Getting your electrolyte status balanced is important, and most likely the "macro" electrolyte are usually the obvious target, such as sodium bicarbonate, followed closely by sea salt and magnesium. The micro components might be related, but I haven't had to go that far and cannot recommend them as you will have difficulty finding them anyway.

Finally, recent research have indicated abnormalities physical esophogeal or related functions. There are reports that surgery does improve acid reflux, but I am thinking along the lines of using at least 4 i.u. of Vitamin E to improve the muscular digestion process and sensitivity by taking vitamin B complex for at least a week. The dose is important for B complex, usually most of the vitamin Bs for each one must have at least 1-2 mg, for B1, B2, B3(niacinamide), etc. Exception is B12, which is only 1 micrograms.

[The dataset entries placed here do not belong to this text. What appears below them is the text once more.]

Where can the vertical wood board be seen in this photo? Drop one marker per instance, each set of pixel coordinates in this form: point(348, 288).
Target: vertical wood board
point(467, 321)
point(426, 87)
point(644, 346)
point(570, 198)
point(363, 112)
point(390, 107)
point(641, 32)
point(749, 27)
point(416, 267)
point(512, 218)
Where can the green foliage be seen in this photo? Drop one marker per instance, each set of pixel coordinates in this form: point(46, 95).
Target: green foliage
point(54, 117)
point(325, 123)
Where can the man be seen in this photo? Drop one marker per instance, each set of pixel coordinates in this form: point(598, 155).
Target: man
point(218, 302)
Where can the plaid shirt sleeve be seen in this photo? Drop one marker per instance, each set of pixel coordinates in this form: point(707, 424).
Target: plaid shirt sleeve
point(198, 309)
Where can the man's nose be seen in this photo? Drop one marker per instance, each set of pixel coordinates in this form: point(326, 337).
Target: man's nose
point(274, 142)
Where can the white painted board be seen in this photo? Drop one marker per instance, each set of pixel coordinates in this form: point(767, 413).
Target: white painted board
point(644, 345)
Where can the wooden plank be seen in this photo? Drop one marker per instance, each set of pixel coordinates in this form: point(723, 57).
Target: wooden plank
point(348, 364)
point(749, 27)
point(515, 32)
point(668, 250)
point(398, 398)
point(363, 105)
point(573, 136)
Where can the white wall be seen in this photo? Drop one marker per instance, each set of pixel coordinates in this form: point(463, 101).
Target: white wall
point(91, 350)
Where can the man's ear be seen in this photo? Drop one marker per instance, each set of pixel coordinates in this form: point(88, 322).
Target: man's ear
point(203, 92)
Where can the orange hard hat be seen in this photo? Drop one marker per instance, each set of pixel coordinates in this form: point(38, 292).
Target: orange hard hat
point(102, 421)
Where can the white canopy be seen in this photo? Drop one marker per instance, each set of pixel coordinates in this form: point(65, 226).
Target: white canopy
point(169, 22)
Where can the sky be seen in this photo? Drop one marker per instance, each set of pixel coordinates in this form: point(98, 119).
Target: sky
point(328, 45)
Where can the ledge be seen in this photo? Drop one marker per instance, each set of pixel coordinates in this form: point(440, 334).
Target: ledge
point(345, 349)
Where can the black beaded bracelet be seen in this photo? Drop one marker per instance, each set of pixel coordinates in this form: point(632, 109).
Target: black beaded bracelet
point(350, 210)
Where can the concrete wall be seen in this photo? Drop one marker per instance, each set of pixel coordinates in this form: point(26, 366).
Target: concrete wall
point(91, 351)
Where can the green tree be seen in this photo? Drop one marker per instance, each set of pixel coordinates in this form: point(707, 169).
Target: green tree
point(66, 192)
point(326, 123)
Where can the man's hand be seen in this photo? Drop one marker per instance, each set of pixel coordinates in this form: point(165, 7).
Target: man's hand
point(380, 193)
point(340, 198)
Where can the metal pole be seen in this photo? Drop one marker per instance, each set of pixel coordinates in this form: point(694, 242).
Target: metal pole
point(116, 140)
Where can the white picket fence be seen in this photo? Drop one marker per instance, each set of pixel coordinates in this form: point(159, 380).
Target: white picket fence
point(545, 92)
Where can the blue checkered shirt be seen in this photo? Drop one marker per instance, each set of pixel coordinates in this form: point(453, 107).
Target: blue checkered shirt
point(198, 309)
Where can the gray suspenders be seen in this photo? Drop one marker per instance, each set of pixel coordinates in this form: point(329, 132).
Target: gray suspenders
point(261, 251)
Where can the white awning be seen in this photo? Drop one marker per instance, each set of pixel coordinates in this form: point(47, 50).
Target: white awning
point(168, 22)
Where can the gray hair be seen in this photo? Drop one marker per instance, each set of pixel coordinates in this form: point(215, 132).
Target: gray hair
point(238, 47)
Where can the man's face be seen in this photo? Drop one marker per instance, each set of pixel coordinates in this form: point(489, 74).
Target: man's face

If you have difficulty swallowing usually a simple vitamin E can really help.

Vitamin B5 and B6 deserves special mention as this is rather high also IN Royal Jelly (a bee product). I have had my own mother with an acid reflux that just CANNOT digest any food for three days in a row and magnesium and others simply won't work.

In an emergency, I got my royal jelly I bought sometime ago in the freezer and gave her a heaping teaspoon for FRESH frozen royal jelly. Within minutes her three day acid reflux spree was completely reduced. So happy with the result, two hours later I got one more teaspoon of royal jelly and she was completely cured. It never came back.

The acid reflux, at least for my own mother that did not respond to any KNOWN natural therapies was caused by an unknown pathogen/allergy trigger when she ate a suki seafood at a well known restaurant here in Thailand several years back.

I suspect it was also caused by some kind of chemical toxins they used as preservative as I also was sick, but did not get a severe acid reflux problems and the restaurant was well known by hearsay evidence anyway that they use chemical toxins such as formalin to keep seafood fresh. In fact this is a well known issue here.

If formalin or chemical poison is at issue, usually a simple ammonia smelling salts will do, or ammonia chloride solution applied to the skin to be absorbed intradermally (safest route).

Ammonia is a common antidote for formaldehyde, but most poisoning centers don't know that. It must be understood that the knowledge based for antidotes in poisoning centers at present are totally inadequate worldwide and you must do your homework yourself. I challenge you just to find a simple antidote of formaldehyde or fluoride or dioxin and you will have great difficulty finding it. Therefore, I have taken some pains trying to post some this information everywhere on the internet, but still, I have very little impact.

Of course, sodium thiosulfate is also a common antidote for many unknown chemical poisons also, including lavender oil, sodium bicarbonate and vinegar should be in all medicine chests when such Unknown poisoning does occur. Most emergency antidote from poisoning centers and even military used are laughably inadequate. We just simply can no longer rely on the big brother to treat us for everything!